Today the NYT editorializes against elimination of the judicial filibuster. According to the Times‘ editorialists, the filibuster and other modes of obstruction are “all part of the Senate’s time-honored deliberative role and of its protection of minority rights, which Republican leaders would now desecrate in overreaching from their majority perch.”
In 1995, however, the NYT sang a different tune. In a January 1, 1995 editorial (posted on on NRO’s Bench Memos here), the NYT hailed Senator Harkin’s proposal to limit the filibuster.
For years Senate filibusters — when they weren’t conjuring up romantic images of Jimmy Stewart as Mr.
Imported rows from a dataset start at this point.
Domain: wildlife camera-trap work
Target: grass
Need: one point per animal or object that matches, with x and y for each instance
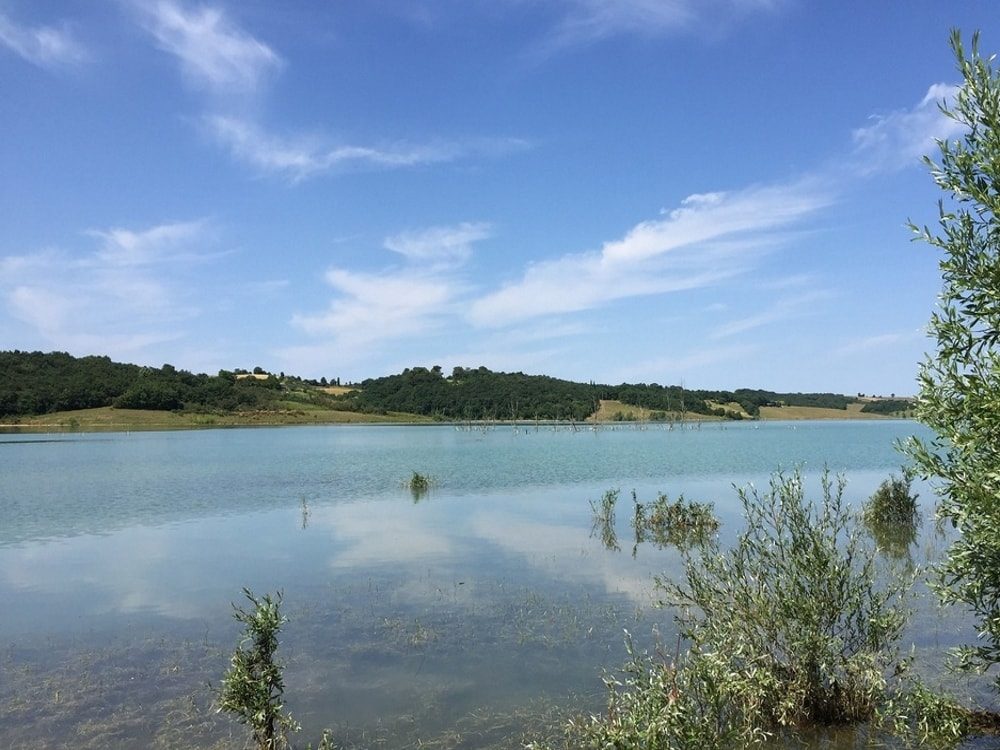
(338, 390)
(853, 411)
(107, 419)
(609, 409)
(680, 523)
Smith, passing out from exhaustion on the Senate floor — consisted mainly of negative feats of endurance. . . .
Once a rarely used tactic reserved for issues on which senators held passionate convictions, the filibuster has become the tool of the sore loser, dooming any measure that cannot command the 60 required votes.
In 1995, the NYT endorsed a proposal for successively lower cloture-vote requirements to allow a determined majority to win the day, while still preserving the minority’s right to prolong debate and voice its opposition. Senator Frist’s 100-hours-of-debate proposal would produce the same effect, yet the NYT blasted this as a “No-Compromise Compromise” on May 3.
Senators of both parties have been inconsistent in their views of the filibuster. That’s what one expects from politicians. Is it too much to expect greater consistency from the nation’s one-time paper of record?
UPDATE: The LA Times, on the other hand, stands on principle and advocates eliminating the judicial filibuster even though it will allow the confirmation of judicial nominees it does not like.